The New Guy

All that can be said for “The New Guy” is that it has a sequence in which Eliza Dushku tries on a variety of swimsuits. Aside from that, you’re drowning in a sea of woeful incompetence, my friends.

The title character is Dizzy Gillespie Harrison, played by DJ Qualls, who is freakishly thin and unsettling to look at. (He knows this; he earns movie roles because of it. Good for him.) Dizzy is a teen-age nerd who meets a prisoner (Eddie Griffin) who tells him how to stop being picked on: Get expelled and start over at a different school.

He succeeds at this, and when he shows up at raucous Highland High (their mascot: the Highlanders), he has an all-new, all-bad persona. He’s Gil Harris now, and don’t mess with him. He impresses the school vixen (Eliza Dushku) by punching out her boyfriend and also catches the eye of the school tramp (Sunny Mabrey).

Also, he turns his back on his old nerd friends, but that conflict gets resolved pretty easily, so I’m going to pretend it never happened.

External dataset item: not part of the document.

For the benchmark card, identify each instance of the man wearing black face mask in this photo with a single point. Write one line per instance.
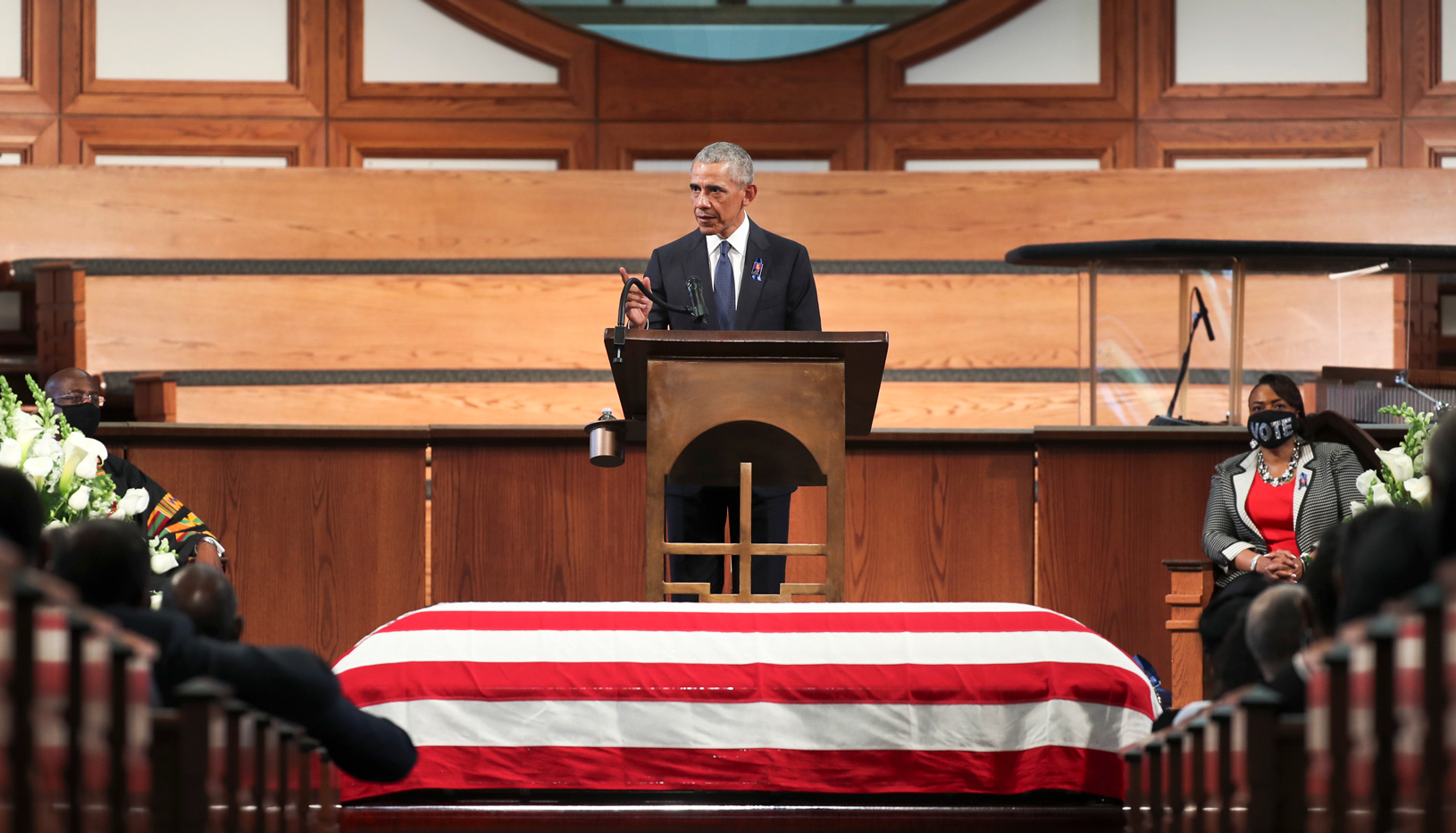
(78, 397)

Then Gil’s inner nice guy shines through, and he uses his new-found influence to turn Highland into a beacon of school spirit and pleasantness.

Even for one of those stupid teen movies that aren’t very funny, this one isn’t very funny. It is too far removed from reality: Nothing that occurs in the movie would ever happen in real life, and even if it did, people wouldn’t react the way they do here. When Gil’s motorcycle won’t start, his friends tie it to the back of a car, take off, and play a tape of motorcycle noises ‹ thus successfully fooling bystanders into thinking the bike was working on its own power.

It is occasionally loud and offensive, but more often, it simply lulls you into a gentle waking coma. It is an obvious and strange film, full of cameos by people who cannot act (Lyle Lovett, Gene Simmons, Tommy Lee, Tony Hawk, etc.), thus giving the impression of being an especially bad community theater production.